Status:
RECRUITING
Prospective Evaluation of Topical Almond Oil vs Hydroquinone
Lead Sponsor:
University of California, Davis
Conditions:
Skin Pigmentation
Eligibility:
FEMALE
18+ years
Phase:
PHASE4
Brief Summary
The purpose of this study is to analyze facial pigmentation and skin microbiome changes after topical almond oil application, compared to the use of topical hydroquinone.
Detailed Description
The purpose of this experiment is to analyze facial pigmentation and skin microbiome changes after topical almond oil application, compared to the use of topical hydroquinone. There will be a total o...
Eligibility Criteria
Inclusion
- Premenopausal women of Fitzpatrick skin types 3 to 6
Exclusion
- Those with a nut allergy
- Smoking is an independent risk factor and serves as a confounder for the development of facial aging \[18\]. Therefore current smokers, those that have smoked within the past year, and former smokers with greater than a 20 pack year history of smoking will be excluded.
- Those with an autoimmune photosensitive condition or a known genetic condition with a deficiency in collagen production (such as Ehlers-Danlos syndrome) will be excluded as this can be a confounder for facial photoaging.
- Hormonal medications or therapies will not be allowed unless they have been stable on their medications for at least 2 months. Examples include oral contraceptives, progesterone-based injections, and estrogen based hormonal replacement therapy.

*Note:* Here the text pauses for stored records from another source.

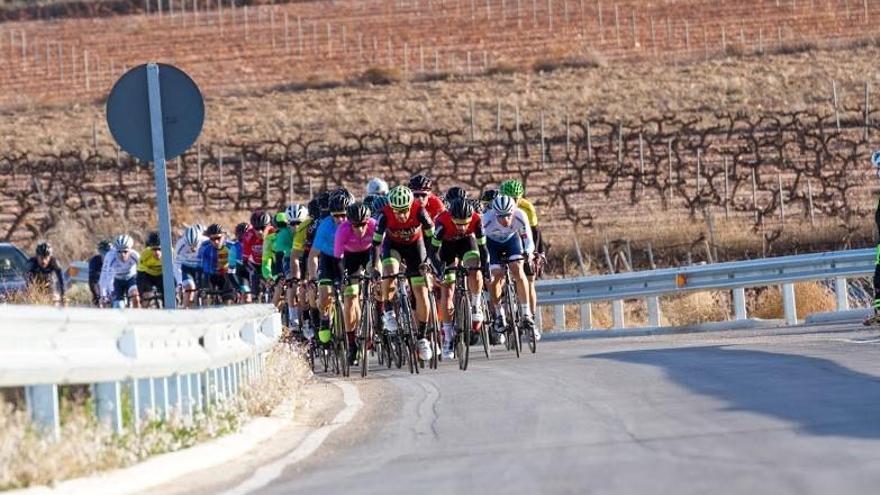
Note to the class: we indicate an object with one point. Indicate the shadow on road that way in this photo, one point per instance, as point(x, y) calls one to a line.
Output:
point(817, 395)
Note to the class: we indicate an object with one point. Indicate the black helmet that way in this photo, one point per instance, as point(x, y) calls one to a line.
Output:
point(461, 208)
point(314, 208)
point(455, 192)
point(420, 183)
point(214, 229)
point(262, 220)
point(240, 229)
point(357, 212)
point(153, 239)
point(44, 249)
point(104, 246)
point(339, 201)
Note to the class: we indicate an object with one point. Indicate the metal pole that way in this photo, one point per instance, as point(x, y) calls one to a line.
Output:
point(158, 135)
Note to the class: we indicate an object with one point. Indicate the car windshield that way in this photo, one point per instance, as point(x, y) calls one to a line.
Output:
point(12, 262)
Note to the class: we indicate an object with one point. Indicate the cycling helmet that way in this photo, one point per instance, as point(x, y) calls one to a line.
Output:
point(314, 208)
point(420, 183)
point(240, 229)
point(339, 202)
point(461, 208)
point(213, 230)
point(123, 242)
point(44, 249)
point(192, 236)
point(455, 192)
point(512, 188)
point(279, 220)
point(296, 214)
point(504, 205)
point(103, 246)
point(357, 212)
point(378, 205)
point(153, 239)
point(400, 197)
point(262, 220)
point(377, 187)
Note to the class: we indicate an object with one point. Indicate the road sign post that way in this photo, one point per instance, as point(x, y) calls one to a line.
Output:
point(155, 112)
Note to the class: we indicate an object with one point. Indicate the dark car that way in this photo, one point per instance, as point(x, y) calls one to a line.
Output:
point(13, 263)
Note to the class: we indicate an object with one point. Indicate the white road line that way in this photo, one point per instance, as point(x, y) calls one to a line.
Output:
point(269, 473)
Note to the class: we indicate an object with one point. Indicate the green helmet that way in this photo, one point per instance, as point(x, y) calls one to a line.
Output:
point(400, 197)
point(512, 188)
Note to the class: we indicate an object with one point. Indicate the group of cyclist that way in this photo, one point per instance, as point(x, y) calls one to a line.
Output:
point(299, 256)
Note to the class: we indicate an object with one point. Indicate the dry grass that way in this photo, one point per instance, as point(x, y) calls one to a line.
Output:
point(810, 297)
point(28, 458)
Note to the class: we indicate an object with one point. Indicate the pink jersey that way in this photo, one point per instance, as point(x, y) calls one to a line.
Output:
point(348, 241)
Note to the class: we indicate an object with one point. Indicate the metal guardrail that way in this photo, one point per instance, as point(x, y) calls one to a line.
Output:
point(169, 360)
point(734, 276)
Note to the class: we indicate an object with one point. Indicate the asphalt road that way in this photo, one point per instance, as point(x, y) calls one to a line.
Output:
point(770, 411)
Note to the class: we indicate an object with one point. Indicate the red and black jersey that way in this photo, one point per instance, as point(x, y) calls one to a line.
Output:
point(406, 232)
point(447, 231)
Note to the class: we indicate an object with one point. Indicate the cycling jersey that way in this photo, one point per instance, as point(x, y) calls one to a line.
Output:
point(214, 260)
point(501, 234)
point(407, 232)
point(151, 261)
point(348, 241)
point(325, 236)
point(529, 209)
point(117, 269)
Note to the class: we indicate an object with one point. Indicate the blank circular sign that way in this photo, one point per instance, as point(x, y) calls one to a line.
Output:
point(128, 112)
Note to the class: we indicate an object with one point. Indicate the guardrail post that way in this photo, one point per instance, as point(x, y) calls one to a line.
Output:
point(653, 303)
point(739, 303)
point(42, 402)
point(586, 316)
point(559, 317)
point(840, 287)
point(617, 314)
point(108, 404)
point(788, 304)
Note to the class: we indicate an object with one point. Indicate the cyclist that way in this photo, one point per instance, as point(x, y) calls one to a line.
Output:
point(296, 215)
point(328, 266)
point(238, 274)
point(351, 246)
point(95, 264)
point(400, 235)
point(187, 266)
point(514, 188)
point(458, 239)
point(253, 249)
point(421, 186)
point(43, 274)
point(377, 187)
point(214, 255)
point(149, 269)
point(272, 265)
point(119, 272)
point(508, 234)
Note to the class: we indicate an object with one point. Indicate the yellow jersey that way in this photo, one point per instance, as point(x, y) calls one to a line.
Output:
point(529, 209)
point(150, 262)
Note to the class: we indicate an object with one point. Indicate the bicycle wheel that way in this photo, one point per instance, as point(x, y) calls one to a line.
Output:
point(463, 326)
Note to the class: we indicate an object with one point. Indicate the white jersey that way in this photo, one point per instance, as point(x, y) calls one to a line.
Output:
point(184, 256)
point(519, 226)
point(114, 268)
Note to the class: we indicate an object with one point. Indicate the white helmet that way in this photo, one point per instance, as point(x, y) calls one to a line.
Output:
point(504, 205)
point(192, 236)
point(296, 213)
point(377, 187)
point(123, 242)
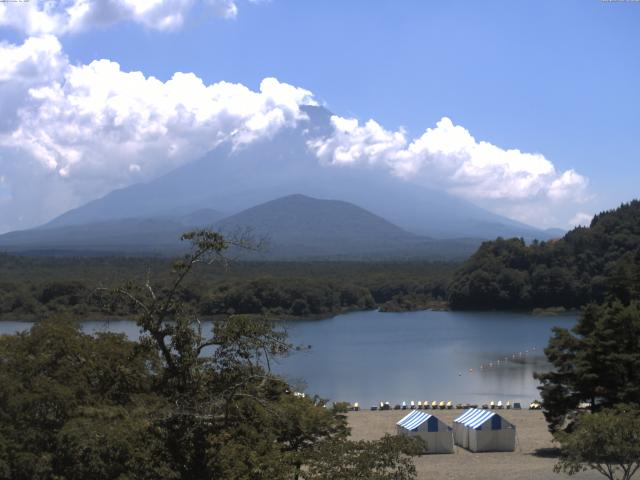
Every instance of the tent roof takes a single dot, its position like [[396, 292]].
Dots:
[[475, 417], [414, 420]]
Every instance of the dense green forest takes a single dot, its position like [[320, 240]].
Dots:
[[35, 287], [587, 265]]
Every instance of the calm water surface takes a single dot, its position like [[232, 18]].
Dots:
[[372, 356]]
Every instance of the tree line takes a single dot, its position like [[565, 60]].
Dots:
[[33, 288], [75, 406], [589, 264]]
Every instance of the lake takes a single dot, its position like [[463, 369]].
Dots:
[[373, 356]]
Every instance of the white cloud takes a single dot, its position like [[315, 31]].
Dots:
[[581, 219], [71, 133], [448, 156], [67, 16], [92, 128]]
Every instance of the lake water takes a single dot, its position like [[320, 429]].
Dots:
[[373, 356]]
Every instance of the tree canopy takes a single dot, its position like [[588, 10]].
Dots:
[[586, 265], [607, 442], [181, 403]]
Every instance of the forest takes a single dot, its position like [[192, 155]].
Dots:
[[586, 265], [36, 287]]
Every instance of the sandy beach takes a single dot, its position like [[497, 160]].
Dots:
[[531, 460]]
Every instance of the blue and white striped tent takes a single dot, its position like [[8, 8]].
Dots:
[[484, 431], [437, 435]]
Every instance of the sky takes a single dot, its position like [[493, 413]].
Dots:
[[529, 109]]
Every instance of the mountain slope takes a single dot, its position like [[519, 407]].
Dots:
[[295, 227], [233, 180], [586, 265]]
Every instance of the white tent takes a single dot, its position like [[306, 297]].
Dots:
[[484, 431], [434, 432]]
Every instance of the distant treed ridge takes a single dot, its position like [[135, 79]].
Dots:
[[589, 264]]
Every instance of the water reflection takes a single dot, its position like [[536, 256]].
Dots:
[[372, 356]]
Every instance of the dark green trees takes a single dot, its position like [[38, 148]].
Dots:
[[598, 362], [607, 442], [185, 402]]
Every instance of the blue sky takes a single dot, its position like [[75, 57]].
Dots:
[[556, 78]]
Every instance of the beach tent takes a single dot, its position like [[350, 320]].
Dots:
[[484, 431], [434, 432]]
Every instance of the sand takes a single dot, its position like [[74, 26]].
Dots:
[[533, 458]]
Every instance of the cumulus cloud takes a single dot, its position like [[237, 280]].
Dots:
[[67, 16], [448, 156], [92, 128]]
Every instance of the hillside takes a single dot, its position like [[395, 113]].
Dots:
[[586, 265], [231, 180]]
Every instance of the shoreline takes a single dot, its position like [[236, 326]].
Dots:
[[533, 458]]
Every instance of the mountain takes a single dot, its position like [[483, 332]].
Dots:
[[295, 227], [585, 265], [232, 180], [124, 235], [298, 226]]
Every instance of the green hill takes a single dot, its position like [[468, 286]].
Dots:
[[587, 264]]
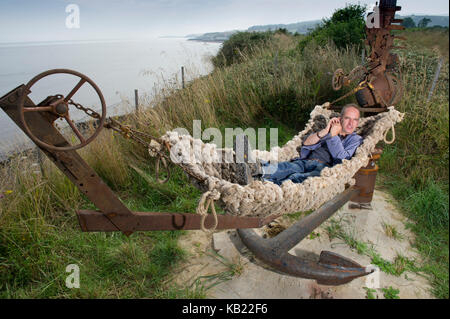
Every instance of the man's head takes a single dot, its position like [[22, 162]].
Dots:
[[349, 119]]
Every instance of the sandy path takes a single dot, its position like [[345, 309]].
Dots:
[[250, 278]]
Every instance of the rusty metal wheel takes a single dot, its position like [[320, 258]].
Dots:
[[59, 106]]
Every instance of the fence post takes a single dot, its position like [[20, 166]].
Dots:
[[136, 99], [182, 77], [436, 78]]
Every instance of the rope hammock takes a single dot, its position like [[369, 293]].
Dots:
[[211, 170]]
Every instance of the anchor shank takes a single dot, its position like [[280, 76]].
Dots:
[[294, 234]]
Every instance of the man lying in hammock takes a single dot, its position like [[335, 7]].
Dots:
[[326, 148]]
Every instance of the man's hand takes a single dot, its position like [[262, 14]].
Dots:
[[335, 129]]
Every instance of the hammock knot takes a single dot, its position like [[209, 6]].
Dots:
[[206, 201]]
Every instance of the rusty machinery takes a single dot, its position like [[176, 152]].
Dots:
[[37, 121], [379, 85]]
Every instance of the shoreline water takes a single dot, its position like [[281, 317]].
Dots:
[[118, 67]]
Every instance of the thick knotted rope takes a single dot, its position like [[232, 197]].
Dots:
[[393, 135], [206, 201], [262, 199]]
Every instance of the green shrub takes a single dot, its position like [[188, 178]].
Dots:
[[345, 28]]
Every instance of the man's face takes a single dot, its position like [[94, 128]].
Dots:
[[350, 120]]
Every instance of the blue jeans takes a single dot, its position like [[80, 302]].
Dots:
[[296, 171]]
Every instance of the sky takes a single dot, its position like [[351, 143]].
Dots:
[[46, 20]]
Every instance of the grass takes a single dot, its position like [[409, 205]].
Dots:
[[397, 267], [274, 86]]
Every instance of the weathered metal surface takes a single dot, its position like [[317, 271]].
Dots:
[[330, 269], [69, 162], [94, 221], [378, 86], [365, 180], [58, 107]]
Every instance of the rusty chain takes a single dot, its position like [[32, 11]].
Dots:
[[137, 136]]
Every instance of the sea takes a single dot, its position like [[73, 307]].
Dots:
[[118, 67]]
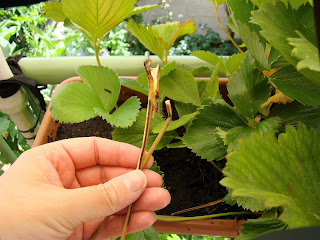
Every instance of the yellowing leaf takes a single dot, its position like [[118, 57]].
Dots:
[[159, 38]]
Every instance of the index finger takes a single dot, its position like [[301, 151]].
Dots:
[[91, 151]]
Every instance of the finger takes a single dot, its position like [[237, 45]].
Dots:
[[95, 202], [101, 174], [152, 199], [91, 151]]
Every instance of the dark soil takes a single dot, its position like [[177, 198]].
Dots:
[[190, 180], [94, 127]]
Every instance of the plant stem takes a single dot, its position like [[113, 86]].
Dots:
[[177, 219], [157, 141], [105, 220], [225, 30], [197, 207], [150, 106], [216, 166], [96, 50]]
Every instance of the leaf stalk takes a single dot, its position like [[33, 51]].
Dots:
[[225, 30]]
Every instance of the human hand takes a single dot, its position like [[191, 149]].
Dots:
[[63, 190]]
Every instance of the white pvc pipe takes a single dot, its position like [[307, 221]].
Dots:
[[16, 106]]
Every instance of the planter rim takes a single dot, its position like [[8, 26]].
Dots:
[[213, 227]]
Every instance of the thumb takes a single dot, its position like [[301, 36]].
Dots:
[[94, 202]]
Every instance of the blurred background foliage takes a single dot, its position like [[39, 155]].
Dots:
[[23, 30]]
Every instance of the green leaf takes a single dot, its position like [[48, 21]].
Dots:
[[283, 172], [147, 36], [217, 2], [281, 62], [282, 24], [124, 116], [270, 125], [175, 124], [294, 113], [74, 102], [200, 136], [306, 52], [159, 38], [248, 88], [199, 70], [296, 86], [274, 56], [181, 86], [147, 234], [53, 10], [134, 134], [134, 85], [256, 227], [167, 69], [253, 204], [254, 46], [4, 124], [97, 17], [179, 144], [104, 82], [294, 3], [142, 9], [211, 58], [234, 62]]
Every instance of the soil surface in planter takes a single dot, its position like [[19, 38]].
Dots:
[[190, 180]]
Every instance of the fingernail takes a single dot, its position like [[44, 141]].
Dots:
[[135, 181]]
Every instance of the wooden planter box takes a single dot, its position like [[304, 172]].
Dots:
[[213, 227]]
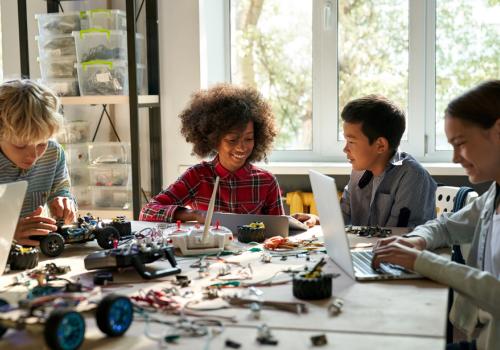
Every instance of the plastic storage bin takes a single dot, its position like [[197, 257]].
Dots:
[[79, 176], [56, 45], [106, 19], [76, 132], [83, 196], [63, 86], [102, 44], [77, 154], [110, 175], [57, 23], [111, 197], [103, 78], [109, 153], [60, 67]]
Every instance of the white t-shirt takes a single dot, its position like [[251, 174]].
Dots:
[[492, 256]]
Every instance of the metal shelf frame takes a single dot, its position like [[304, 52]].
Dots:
[[152, 103]]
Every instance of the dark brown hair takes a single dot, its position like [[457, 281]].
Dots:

- Those who have undergone any cosmetic procedures to the face in the 4 months prior to enrollment in the opinion of the investigator. People that have undergone deeper chemical peels (TCA based peels) within 1 year prior to enrollment will also not be eligible.
- Individuals who are unwilling to discontinue vitamin E containing supplements and food sources during the washout and intervention.
- Individual who are unwilling to discontinue topical cosmetic products during the duration of the study.
- Individuals who are not willing to engage in a two-week washout on topical treatments known to affect facial pigmentation and these agents will be restricted during the study period as well. These include topicals that contain:
- Retinoids such as tretinoin, adapalene, retinol.
- Antioxidant ingredients such as vitamin C or vitamin E.
- Pigment-reducing agents such as hydroquinone, azelaic acid, kojic acid per the discretion of the investigator except for the hydroquinone that is provided in this study.
- Topicals that contain a nut oil or nut extract as part of their ingredient list.
- Furthermore, subjects will be asked to refrain from use of any other topical products for one week prior to each visit apart from the study agents supplied from this study.
Key Trial Info
Start Date :
July 1 2021
Trial Type :
INTERVENTIONAL
Allocation :
ESTIMATED
End Date :
August 1 2026
Estimated Enrollment :
50 Patients enrolled
Trial Details
Trial ID
NCT04875715
Start Date
July 1 2021
End Date
August 1 2026
Last Update
September 12 2025
Active Locations (1)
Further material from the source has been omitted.